13 Jan

A subtle analogy…

Let’s say you have a new restaurant about to open – an Italian restaurant – and you want me, as a celebrated winemaker, to create a fantastic red wine for the launch.
Your restaurant is a high class establishment and many food critics will be at the opening night, ready to comment on the food and wine.

When we start to talk about the cost involved in getting your wine just right for your diners, the critics, and as a compliment to the food, you state that you are only willing to pay me for the ingredients in the wine and nothing else. There is no movement on this.

If you are, quite literally, paying me for the ingredients thrown together to make the wine and not the time spent making it, then it isn’t really worth me, looking at;

– What red wines / grapes go with Italian food (or particular dishes).
– What types of wine rival Italian restaurants are selling.
– What type of wines diners are asking for when they visit Italian restaurants.
– What the current trends are in Italian food and wine.
– Whether other Italian restaurants are serving similar wines.
– What type of grape(s) I should select for the wine, other than ‘any red grape’.
– What type of sugar I should use, other than supermarket, economy cane sugar.
– What type of yeast I’d use, other than anything available at the same supermarket.
– The taste or ‘bouquet’ you want from the wine.
– The maturation process.

In short, I may as well swish red grape juice, sugar, and yeast around in a barrel for a bit, pour it into bottles, and hope that you’re happy with it.
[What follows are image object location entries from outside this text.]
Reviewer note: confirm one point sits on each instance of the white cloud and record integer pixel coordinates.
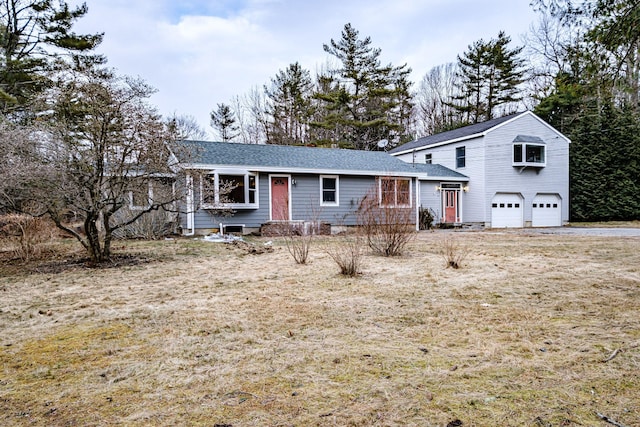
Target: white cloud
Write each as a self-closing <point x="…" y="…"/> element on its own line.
<point x="199" y="53"/>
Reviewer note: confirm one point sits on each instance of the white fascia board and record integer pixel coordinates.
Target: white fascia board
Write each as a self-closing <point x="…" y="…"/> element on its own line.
<point x="200" y="166"/>
<point x="554" y="130"/>
<point x="443" y="178"/>
<point x="481" y="134"/>
<point x="438" y="144"/>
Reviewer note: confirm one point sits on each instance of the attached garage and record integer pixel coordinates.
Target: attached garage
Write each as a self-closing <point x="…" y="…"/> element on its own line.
<point x="546" y="210"/>
<point x="507" y="210"/>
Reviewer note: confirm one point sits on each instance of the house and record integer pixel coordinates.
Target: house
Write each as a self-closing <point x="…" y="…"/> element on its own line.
<point x="517" y="168"/>
<point x="274" y="183"/>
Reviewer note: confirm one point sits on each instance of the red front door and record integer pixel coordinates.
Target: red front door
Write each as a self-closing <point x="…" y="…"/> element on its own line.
<point x="451" y="207"/>
<point x="279" y="198"/>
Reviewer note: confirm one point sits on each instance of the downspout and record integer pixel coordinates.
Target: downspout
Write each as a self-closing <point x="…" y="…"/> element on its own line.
<point x="417" y="204"/>
<point x="191" y="225"/>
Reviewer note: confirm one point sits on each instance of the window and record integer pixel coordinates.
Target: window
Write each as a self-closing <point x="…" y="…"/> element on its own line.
<point x="139" y="197"/>
<point x="460" y="157"/>
<point x="395" y="192"/>
<point x="529" y="155"/>
<point x="329" y="190"/>
<point x="229" y="190"/>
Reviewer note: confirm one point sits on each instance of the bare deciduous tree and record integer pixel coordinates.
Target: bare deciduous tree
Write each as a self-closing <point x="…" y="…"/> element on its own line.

And – to be clear – when I say ‘it isn’t really worth me…’, I don’t mean it in the flippant sense. What I mean is: as a winemaker, if I’m only paid for the ingredients I use (and not my years of experience as a winemaker, the lessons I’ve learned to make my wine better, the time spent researching to make each wine perfect and different to others, the time spent selecting specific ingredients to give the right taste), then I’ll have to rush the process.
I’ll have to rush the process as I’m only being paid per ingredient, so every bit of additional time I spend outside of buying the ingredients and chucking them together is time in which I can’t work with another restaurant, so I run the risk of running out of both clients and money. So, I have to churn the wine out as quickly as possible and just move on.

Did anyone pick up on this analogy? The story above represents the reason why most copywriters you’ll come across don’t charge ‘per word’, but charge based on time spent on the project (or just give an overall cost for the project).
You can hire ‘per word’ writers – usually on sites such as PPH and Elance – but you do run the risk of getting rushed work that is no more than generic copy about your sector, which doesn’t have a specific tone of voice and is aimed at a very wide audience.

This is why – although it can seem strange to some – copywriters charge by time / overall project, rather than per word: it’s about the time taken to research, craft, and (maybe) optimise your copy, not the time taken to just bash out words on a keyboard.

One thing I (and, I hope, all other copywriters) never want to do though, is pull the wool over a client’s eyes, in terms of rates. With that in mind, please take a look at this link: I think it’s a really useful guide as to what you – the client – should be getting for your money, and how you can avoid being stung.

Anyway, I hope that all makes sense – I’m off to make some Pinot Noir.